RNI-RNT now throws an
UnsupportedNameDomainException
when an application attempts to index or lookup a name with a script/language combination that is not in a supported text domain. (RLPNC-533)Fixed a multithreading problem that appeared sporadically in RNT and RNI. (RLPNC-559)
Improved Latin to Latin name matching to score partial matches for individual words in each name. (RLPNC-355)
Provided higher recall in RNI queries at the cost of speed.
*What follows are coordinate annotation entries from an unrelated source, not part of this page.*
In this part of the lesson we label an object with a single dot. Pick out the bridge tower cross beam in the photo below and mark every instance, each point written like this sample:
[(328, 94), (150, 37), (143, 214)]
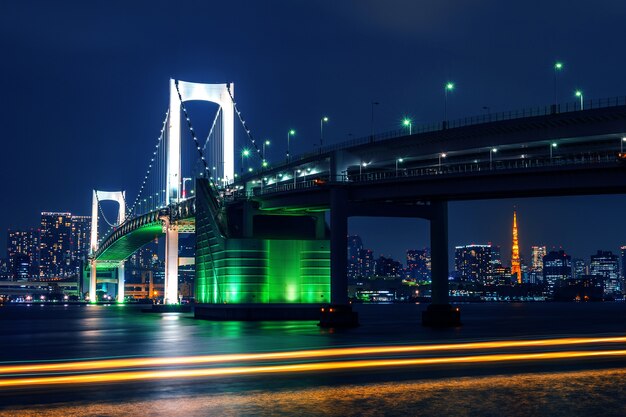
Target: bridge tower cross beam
[(220, 94)]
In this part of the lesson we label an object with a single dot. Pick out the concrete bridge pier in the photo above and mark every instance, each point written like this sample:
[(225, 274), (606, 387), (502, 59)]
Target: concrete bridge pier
[(92, 281), (120, 282), (339, 313), (439, 312), (170, 295)]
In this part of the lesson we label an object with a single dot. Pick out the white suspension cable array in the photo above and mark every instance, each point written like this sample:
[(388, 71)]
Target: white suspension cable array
[(131, 209)]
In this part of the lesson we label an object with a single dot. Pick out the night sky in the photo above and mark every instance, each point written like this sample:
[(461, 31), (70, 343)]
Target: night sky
[(85, 88)]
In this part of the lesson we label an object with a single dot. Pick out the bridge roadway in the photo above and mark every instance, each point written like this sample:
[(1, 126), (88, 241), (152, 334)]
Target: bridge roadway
[(416, 175)]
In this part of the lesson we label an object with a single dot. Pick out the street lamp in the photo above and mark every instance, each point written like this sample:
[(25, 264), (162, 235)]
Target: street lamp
[(491, 152), (558, 67), (448, 87), (408, 123), (579, 94), (322, 121), (398, 160), (374, 103), (244, 153), (265, 143), (289, 135), (295, 176), (184, 186)]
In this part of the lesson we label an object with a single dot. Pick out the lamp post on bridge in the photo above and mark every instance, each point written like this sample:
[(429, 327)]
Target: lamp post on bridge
[(361, 166), (244, 153), (265, 143), (322, 121), (491, 152), (185, 186), (448, 87), (374, 103), (408, 123), (290, 133), (558, 67), (398, 160), (579, 94)]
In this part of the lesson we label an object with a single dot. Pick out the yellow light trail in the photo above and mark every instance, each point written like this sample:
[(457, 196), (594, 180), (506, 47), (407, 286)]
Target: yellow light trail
[(294, 368), (111, 364)]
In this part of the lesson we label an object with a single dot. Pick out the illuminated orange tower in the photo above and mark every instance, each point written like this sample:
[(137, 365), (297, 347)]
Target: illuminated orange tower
[(515, 262)]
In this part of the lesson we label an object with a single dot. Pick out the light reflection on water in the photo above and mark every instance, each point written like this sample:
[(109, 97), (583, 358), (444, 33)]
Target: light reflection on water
[(598, 392)]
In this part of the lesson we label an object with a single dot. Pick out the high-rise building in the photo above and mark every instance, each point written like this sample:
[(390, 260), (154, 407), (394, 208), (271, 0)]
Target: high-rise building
[(622, 253), (366, 263), (355, 244), (22, 254), (55, 246), (516, 269), (605, 264), (418, 264), (388, 267), (80, 241), (537, 254), (557, 267), (476, 263), (579, 268)]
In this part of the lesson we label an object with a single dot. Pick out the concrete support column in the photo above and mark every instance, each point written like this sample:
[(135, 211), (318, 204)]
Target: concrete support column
[(171, 266), (338, 247), (92, 281), (320, 226), (440, 313), (120, 283), (439, 252)]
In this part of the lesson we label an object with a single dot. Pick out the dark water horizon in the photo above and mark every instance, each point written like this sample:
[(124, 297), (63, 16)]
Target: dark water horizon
[(562, 388)]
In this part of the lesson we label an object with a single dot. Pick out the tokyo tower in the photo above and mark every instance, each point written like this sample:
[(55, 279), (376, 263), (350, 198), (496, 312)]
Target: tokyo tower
[(515, 261)]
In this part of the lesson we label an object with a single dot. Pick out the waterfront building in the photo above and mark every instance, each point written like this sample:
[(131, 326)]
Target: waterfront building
[(476, 263), (579, 268), (418, 264), (22, 254), (557, 267), (622, 253), (388, 267), (80, 241), (355, 245), (606, 265), (537, 254), (55, 245), (365, 263)]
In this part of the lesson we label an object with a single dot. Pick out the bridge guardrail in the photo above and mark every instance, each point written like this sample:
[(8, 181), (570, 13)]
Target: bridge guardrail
[(552, 109), (451, 169)]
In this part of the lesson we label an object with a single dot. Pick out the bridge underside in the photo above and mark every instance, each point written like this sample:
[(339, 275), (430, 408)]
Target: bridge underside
[(253, 257), (127, 244)]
In a future release, we plan to provide users with control over the tradeoff between speed and accuracy.
New Features and Bug Fixes in 2.1.1
Improved handling of Korean names when an eumjeol in the name contains 2 (not 3) jamo.
Improved performance of name index (RNI) queries involving names in Latin script.
Upgraded IndexQuerySample.java and the C++ sample applications to extract input data from a file.
Improved RNI handling of names with whitespace and/or hyphens.
New Features and Bug Fixes in 2.1.0
Enhanced support for translating personal names from Arabic to English.
Support for transliterating Japanese names in Hiragana and Katakana.
Options added to RNT for adjusting the performance tradeoff between speed and precision and for turning off the use of statistical methods to establish information that was not found in a dictionary.
New static method for returning a map of all the text domain pairs suported by RNI and name matching:
com.basistech.rnm.index.StandardNameIndex.getMapOfSupportedTextDomainPairs()
. The key for each map entry is a query text domain. The value is a list of reference text domains supported for that query text domain.
New Features in 2.0.0
RNI-RNT 2.0.0 upgrades the Rosette Name Translator (RNT) 1.1.0 and introduces the Rosette Name Indexer(RNI). The Rosette Name Matcher (RNM), with its XML data model, is deprecated. RNI supports the scoring of name matches between a candidate name and target name.
Release 2.0.0 introduces the following features:
RNI name indexes.
Utility for loading the contents of XML gazetteers into RNI indexes.
Translation of non-native personal names in Arabic documents to their standard English form in Latin script.
The Folk transliteration scheme to generate variant names in Latin script from Arabic, Persian, Pushto and Urdu names in Arabic script.
Move from Java 1.4 to Java 1.5.
Renamed the Java
com.basistech.NameMatching.*
packages tocom.basistech.rnm.*
. For RNI functionality, seecom.basistech.rnm.index.*
.New sample applications to illustrate usage of the RNI-RNT APIs.